Mahmoud Ahmadinejad, the controversial hardliner who was president of Iran from 2005 to 2013, on April 12 unexpectedly registered to run in the presidential race set to take place in May.
Associated Press reported that election officials were stunned when they were requested to process his registration paperwork, given that last year Supreme Leader Ayatollah Ali Khamenei took the unusual step of publicly stating that he had recommended that Ahmadinejad should stay out of the contest, set to culminate on May 19.
Khamenei revealed his thoughts on the matter in a meeting with seminary students, saying it would be better if Ahmadinejad did not return to politics “both for his own and the country’s good”.
The re-election of Ahmadinejad in 2009 sparked huge protests across the country as allegations spread of electoral fraud. His relationship with Khameini became fraught and to this day he remains a polarising figure. It was during Ahmadinejad’s time in office that Iran’s economy was hit with heavy international sanctions because of Western suspicions that Tehran was secretly pursuing nuclear weapons, despite its claims that the Iranian nuclear programme was only concerned with non-military technology.
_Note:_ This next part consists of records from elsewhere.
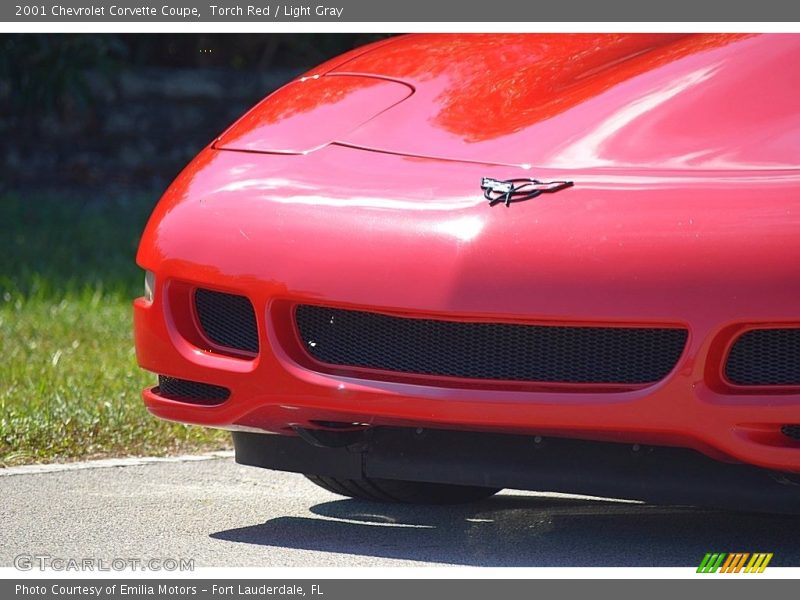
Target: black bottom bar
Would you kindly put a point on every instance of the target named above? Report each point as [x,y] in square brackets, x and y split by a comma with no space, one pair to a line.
[653,474]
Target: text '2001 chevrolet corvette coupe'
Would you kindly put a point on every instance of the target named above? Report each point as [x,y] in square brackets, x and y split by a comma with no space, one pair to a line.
[442,265]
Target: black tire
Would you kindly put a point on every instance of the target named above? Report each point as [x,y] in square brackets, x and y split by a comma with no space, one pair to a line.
[402,492]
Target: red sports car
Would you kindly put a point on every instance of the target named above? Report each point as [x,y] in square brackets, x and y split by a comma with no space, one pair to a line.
[442,265]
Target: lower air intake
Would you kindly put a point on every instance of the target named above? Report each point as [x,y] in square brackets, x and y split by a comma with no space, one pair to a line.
[493,351]
[791,431]
[192,392]
[227,319]
[765,357]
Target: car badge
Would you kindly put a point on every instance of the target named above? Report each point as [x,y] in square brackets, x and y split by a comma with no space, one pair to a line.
[517,190]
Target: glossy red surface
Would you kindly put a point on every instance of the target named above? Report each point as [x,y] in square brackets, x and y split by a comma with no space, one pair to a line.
[685,212]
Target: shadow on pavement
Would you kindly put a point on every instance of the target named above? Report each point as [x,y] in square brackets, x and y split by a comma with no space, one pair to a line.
[525,530]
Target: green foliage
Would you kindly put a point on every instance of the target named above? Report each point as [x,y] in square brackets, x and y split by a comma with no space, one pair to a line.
[70,384]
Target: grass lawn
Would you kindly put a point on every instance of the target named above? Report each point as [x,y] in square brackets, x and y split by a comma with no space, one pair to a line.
[69,384]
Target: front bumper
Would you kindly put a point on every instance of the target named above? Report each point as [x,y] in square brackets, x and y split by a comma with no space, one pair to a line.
[596,258]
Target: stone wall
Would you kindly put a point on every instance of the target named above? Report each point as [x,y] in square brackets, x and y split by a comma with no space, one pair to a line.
[143,126]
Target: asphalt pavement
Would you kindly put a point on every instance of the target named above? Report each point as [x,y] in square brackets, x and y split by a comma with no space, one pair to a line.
[222,514]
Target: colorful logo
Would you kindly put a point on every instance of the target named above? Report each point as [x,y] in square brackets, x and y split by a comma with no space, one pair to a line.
[734,562]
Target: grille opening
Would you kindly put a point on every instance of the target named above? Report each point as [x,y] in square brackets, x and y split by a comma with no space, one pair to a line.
[489,351]
[228,320]
[791,431]
[765,357]
[191,391]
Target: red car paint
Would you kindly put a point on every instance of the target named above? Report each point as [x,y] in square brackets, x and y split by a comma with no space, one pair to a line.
[357,186]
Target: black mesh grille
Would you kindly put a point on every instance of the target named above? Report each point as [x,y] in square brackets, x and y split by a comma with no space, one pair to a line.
[191,391]
[765,357]
[227,319]
[499,351]
[791,431]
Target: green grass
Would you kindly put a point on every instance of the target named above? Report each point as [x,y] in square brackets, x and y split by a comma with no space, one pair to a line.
[69,383]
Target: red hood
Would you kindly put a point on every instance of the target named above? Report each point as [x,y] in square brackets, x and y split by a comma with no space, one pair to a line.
[713,101]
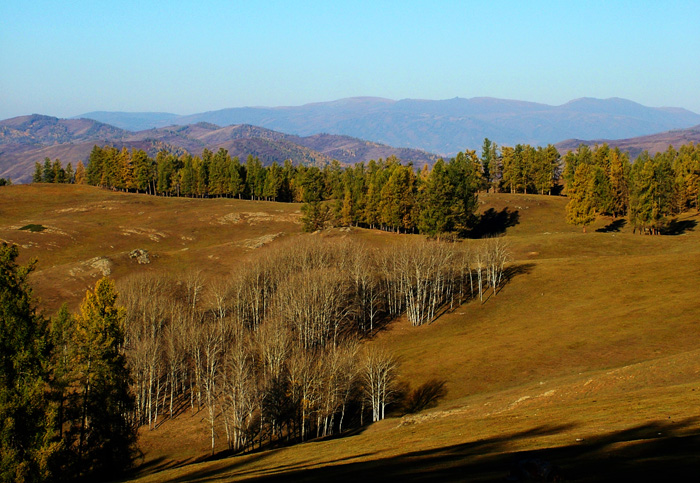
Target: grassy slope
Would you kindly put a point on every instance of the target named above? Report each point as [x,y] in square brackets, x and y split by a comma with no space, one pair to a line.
[595,340]
[84,222]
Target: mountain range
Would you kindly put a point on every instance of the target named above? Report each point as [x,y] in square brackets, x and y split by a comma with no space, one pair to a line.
[27,139]
[438,126]
[277,134]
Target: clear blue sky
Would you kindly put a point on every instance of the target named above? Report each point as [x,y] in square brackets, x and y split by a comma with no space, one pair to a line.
[68,58]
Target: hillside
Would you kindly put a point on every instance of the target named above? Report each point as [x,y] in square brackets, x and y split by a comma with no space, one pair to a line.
[28,139]
[654,143]
[587,358]
[444,126]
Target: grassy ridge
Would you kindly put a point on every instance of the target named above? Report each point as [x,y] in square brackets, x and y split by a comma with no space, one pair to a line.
[588,357]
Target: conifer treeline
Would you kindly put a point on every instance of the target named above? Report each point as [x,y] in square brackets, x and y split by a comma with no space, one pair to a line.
[602,181]
[271,353]
[66,410]
[380,194]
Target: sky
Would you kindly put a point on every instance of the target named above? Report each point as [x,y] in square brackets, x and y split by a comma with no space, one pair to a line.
[68,58]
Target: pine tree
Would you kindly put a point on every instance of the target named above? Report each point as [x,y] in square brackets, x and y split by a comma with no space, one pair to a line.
[80,173]
[436,202]
[48,175]
[105,434]
[580,210]
[27,443]
[38,175]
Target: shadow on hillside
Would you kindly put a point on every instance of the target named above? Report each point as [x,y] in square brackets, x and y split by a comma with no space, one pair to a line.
[679,227]
[493,223]
[657,451]
[613,227]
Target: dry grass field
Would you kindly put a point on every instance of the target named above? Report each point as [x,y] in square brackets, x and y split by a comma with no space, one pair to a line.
[588,358]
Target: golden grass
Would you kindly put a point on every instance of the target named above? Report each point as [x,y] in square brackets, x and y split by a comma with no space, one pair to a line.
[589,357]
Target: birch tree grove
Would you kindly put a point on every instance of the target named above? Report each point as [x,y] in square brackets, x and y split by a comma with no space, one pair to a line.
[273,352]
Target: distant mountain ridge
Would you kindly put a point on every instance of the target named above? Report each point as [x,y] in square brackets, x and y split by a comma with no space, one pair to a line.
[653,143]
[441,126]
[27,139]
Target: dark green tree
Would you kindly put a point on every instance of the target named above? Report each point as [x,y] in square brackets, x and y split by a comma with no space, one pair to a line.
[48,175]
[38,175]
[104,435]
[27,442]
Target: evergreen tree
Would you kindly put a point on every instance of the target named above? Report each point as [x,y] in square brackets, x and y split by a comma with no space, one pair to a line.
[27,443]
[38,175]
[48,175]
[59,174]
[236,178]
[80,175]
[143,171]
[69,174]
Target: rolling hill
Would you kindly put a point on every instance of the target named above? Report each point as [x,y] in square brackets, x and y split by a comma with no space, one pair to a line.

After flatly ignoring the top cleric’s advice by registering to run in the upcoming election, Ahmadinejad told reporters: “He said I should not participate. However, it does not mean I am banned [from participating].” He added that it was “just advice”.
Like all those bidding to run - including incumbent moderate President Hassan Rouhani who secured the lifting of many of the international sanctions by signing the nuclear deal in 2015 - Ahmadinejad will have to get past the Guardian Council to make it on to the ballot paper. This body of jurists and clerics who are close to Khamenei vets all candidates.
At a Tehran press conference on April 5, during which Ahmadinejad confidant and protégé Hamid Baghaei announced his intended candidacy for the election, the former president said he did not plan to run himself.
Analysts have so far settled on Ebrahim Raisi, a top hardliner who on April 9 confirmed his intention to stand in the election, as the conservative who might unite the various conservative factions.
Raisi on April 12 announced that his campaign manager would be former parliamentarian Mehdi Hashemi.